Весь мир объят его благовещеньем,Хвалите Господа, хвалите...
Если бы не Мишель, я, возможно, никогда и не узнал бы о первых раскатах драмы Пюибаро — Тронш. Хотя Мишель была на редкость прямодушной девочкой и уж никак не была расположена подслушивать под дверьми, но в отношении нашей мачехи она держалась настороженно, следила за всеми действиями Бригитты Пиан, следила зорко, недружелюбно и неусыпно. К тому же Октавия Тронш, нежно любившая Мишель, недолго сопротивлялась расспросам девочки. Так мне стали известны роковые последствия моей нескромности.
Октавия Тронш в свободные от уроков утра приходила работать к нашей мачехе; в четверг и субботу она являлась в восемь и уходила в одиннадцать. Волосы у нее были какие-то тусклые, редкие, цвет лица нездоровый, но все это искупалось прелестными глазами, правда, тоже неяркими и небольшими, и милой улыбкой бледных губ. Дети обожали ее, и из-за этого обожания все остальные учительницы старались при случае ее уколоть. Корсаж свободно висел на ее худеньких плечах, такой плоской груди, пожалуй, не было ни у кого. Зато ниже талии фигура приобретала вполне женские очертания, и юбка строгого монастырского покроя не скрывала округлости бедер и всего, что полагается. Когда в то утро она вошла в гостиную госпожи Пиан, мадам Бригитта встретила ее несколько необычной улыбкой:
— Вы совсем извелись от жары, душенька. По лицу видно.
Октавия заверила, что не чувствует себя усталой.
— Это заметно даже не так по вашему лицу, как по вашей работе, дочь моя.
В голосе Бригитты вдруг зазвучали суровые нотки:
— Рассылая последний номер нашего «Бюллетеня», вы наделали уйму ошибок. Кое-кто из дам мне жаловался, что получил «Бюллетень» с большим запозданием.
Октавия сконфуженно извинилась.
— Это еще не все, — продолжала мачеха, — помните, я продиктовала вам циркуляр и поленилась его перечитать (да-да, поленилась — видите, я и себя тоже не щажу), так вот, в этом циркуляре полно ошибок и пропусков... Некоторые фразы вообще никакого смысла не имеют...

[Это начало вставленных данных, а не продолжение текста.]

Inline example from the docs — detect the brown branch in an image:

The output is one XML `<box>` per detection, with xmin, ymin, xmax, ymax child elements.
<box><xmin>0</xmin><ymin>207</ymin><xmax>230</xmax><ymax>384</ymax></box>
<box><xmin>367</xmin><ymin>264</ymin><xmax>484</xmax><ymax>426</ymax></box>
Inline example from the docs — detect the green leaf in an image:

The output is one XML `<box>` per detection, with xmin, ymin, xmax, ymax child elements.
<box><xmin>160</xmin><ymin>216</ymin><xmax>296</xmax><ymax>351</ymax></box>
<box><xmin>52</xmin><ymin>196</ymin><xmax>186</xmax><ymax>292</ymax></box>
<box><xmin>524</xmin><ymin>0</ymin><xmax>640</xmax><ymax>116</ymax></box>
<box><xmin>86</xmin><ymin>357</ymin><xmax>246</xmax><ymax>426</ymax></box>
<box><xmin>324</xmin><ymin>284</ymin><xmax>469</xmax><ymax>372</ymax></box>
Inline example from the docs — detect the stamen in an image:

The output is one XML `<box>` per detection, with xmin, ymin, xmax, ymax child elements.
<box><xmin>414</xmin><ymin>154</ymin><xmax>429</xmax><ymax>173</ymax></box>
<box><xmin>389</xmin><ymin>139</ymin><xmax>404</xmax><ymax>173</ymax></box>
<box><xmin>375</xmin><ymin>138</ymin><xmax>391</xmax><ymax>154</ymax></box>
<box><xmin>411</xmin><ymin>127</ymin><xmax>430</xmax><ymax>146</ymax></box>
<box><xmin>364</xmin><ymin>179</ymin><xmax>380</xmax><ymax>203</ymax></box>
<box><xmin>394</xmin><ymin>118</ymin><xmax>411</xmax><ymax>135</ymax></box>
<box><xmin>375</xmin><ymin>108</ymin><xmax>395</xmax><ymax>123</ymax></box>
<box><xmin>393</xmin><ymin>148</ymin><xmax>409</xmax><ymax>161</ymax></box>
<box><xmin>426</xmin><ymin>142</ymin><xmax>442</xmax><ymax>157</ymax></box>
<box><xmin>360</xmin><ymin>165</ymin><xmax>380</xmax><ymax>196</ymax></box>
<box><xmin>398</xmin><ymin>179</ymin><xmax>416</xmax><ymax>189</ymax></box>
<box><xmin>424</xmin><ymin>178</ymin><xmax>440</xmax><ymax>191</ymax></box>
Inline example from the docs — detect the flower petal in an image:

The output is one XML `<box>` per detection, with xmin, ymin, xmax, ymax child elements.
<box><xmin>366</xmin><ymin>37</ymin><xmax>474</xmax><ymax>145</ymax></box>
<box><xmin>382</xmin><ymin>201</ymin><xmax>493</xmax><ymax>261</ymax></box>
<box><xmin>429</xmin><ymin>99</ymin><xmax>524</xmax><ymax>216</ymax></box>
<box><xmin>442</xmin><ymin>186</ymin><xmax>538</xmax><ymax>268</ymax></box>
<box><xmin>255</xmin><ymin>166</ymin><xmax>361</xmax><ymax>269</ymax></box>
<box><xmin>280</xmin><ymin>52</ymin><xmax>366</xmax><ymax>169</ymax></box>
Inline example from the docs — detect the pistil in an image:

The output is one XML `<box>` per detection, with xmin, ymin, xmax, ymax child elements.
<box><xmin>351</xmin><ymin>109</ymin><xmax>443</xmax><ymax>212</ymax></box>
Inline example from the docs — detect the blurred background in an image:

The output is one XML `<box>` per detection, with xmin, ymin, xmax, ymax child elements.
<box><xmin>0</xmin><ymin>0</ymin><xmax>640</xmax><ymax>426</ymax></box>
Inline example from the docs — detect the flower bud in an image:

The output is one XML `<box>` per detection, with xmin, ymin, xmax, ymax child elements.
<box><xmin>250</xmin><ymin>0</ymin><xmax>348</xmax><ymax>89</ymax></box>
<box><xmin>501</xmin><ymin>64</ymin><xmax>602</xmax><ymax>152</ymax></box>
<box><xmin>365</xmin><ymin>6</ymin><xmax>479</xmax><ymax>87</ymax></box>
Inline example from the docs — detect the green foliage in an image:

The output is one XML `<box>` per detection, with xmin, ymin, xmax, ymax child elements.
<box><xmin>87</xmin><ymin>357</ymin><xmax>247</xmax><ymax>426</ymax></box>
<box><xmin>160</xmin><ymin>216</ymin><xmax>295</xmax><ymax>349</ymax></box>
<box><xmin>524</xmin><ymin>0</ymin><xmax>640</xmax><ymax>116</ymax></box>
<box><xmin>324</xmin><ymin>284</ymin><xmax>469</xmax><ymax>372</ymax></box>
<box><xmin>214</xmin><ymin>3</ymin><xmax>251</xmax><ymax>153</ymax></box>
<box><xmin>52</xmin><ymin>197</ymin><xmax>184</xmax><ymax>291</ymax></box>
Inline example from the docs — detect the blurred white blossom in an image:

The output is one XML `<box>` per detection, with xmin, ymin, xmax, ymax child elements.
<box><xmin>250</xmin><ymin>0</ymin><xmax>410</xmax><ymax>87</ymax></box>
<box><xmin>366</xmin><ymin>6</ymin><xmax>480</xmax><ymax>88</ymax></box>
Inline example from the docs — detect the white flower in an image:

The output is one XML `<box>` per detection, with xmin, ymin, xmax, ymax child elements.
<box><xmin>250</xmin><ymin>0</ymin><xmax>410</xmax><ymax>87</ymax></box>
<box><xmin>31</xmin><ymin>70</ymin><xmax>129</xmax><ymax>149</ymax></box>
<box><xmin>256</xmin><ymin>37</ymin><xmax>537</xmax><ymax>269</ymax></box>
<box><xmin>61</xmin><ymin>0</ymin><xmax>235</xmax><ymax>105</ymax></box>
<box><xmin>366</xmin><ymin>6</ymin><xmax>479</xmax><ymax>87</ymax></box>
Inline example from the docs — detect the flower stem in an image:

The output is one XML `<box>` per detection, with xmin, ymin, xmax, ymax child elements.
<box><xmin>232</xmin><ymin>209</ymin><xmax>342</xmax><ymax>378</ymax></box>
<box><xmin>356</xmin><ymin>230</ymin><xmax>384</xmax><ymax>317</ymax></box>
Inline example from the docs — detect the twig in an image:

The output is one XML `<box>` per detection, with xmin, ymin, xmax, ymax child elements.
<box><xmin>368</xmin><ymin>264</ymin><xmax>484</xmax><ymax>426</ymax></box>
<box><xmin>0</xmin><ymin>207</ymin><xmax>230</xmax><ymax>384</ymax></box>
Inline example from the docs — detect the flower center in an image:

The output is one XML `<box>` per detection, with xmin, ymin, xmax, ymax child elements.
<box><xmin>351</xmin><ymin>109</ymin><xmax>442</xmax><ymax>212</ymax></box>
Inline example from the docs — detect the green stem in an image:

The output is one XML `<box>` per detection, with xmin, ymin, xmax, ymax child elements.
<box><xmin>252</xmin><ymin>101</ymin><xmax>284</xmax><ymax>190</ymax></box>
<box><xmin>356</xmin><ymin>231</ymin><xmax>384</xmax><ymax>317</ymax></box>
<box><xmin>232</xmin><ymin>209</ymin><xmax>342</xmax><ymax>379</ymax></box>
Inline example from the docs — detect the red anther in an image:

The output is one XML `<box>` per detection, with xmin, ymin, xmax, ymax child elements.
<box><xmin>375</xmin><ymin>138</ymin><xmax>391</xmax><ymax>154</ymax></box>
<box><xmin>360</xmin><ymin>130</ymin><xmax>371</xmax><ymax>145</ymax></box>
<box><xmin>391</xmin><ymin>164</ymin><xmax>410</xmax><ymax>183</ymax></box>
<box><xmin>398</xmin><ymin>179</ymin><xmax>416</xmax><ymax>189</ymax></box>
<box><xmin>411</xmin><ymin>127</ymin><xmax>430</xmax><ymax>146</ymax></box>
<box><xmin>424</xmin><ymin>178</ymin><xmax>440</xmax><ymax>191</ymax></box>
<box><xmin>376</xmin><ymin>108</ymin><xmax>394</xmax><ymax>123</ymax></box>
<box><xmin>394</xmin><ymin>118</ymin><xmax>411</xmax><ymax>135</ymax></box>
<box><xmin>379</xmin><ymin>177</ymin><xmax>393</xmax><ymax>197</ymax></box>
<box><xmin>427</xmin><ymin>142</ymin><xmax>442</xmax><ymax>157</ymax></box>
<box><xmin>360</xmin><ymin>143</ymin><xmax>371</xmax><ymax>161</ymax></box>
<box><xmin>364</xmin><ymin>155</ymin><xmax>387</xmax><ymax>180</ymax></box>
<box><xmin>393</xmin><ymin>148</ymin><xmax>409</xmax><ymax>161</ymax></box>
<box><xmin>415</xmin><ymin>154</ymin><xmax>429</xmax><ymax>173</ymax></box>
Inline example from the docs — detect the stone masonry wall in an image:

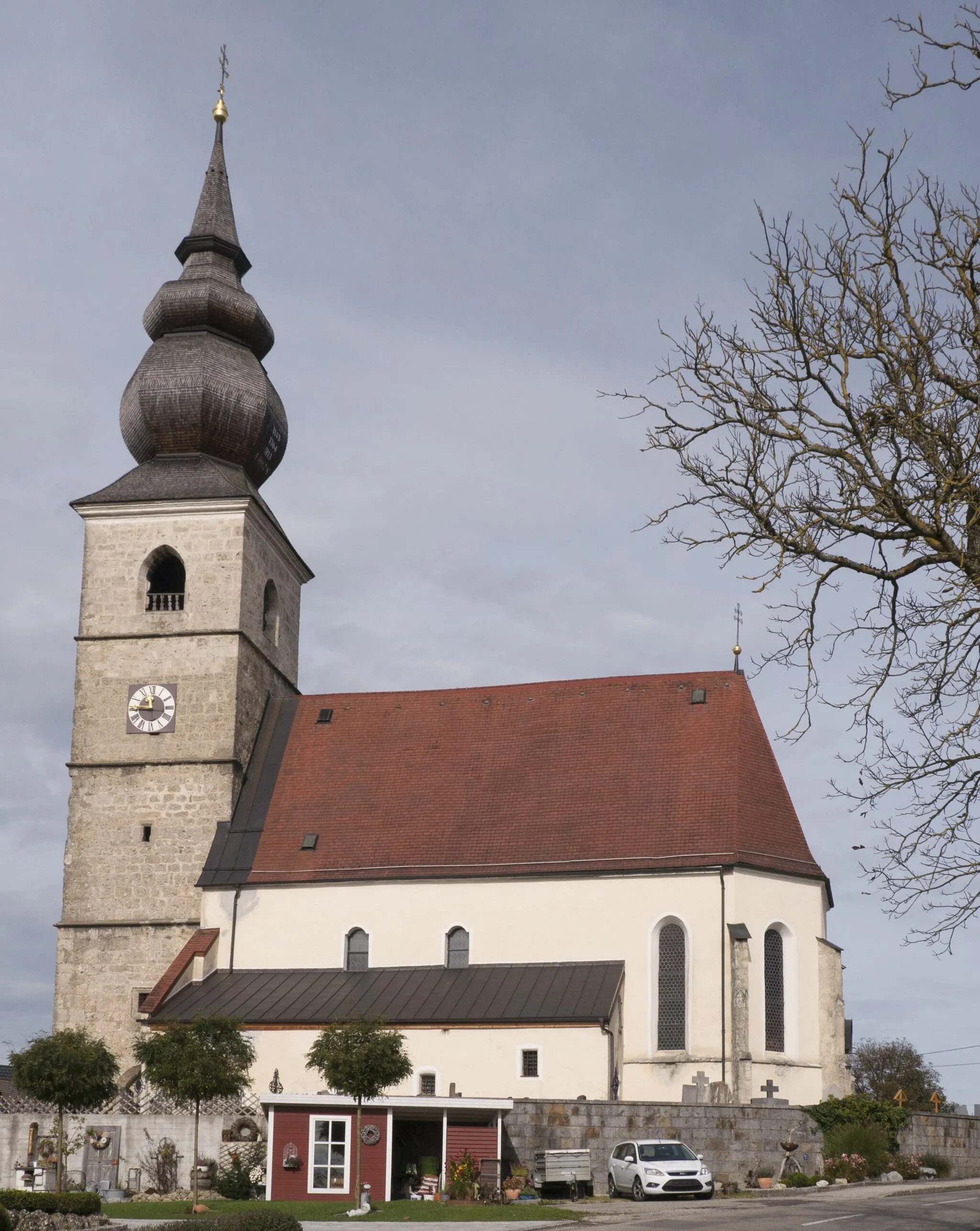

— Вы правы, я действительно последнее время не знаю, что у меня с головой, — пробормотала Октавия.
— С головой или с сердцем? — сладким голосом спросила Бригитта, и ее тон никак не вязался с сурово-озабоченным выражением лица.
— О, мадам Бригитта... Что вы имеете в виду?
— Я не требую, чтобы вы открывали мне свои тайны, дочь моя. Доверия приказами не добьешься.
И так как Октавия пробормотала что-то вроде, что «у нее нет никаких тайн от мадам Бригитты», та продолжала;
— Вы сами знаете, где кончается наша власть над чужой совестью. Вы одна из наших старейших сотрудниц. Я доверяю вам не слепо, напротив, доверяю с открытыми глазами, но с материнской заботой. Мы все проходим в жизни через трудные часы, бедное мое дитя...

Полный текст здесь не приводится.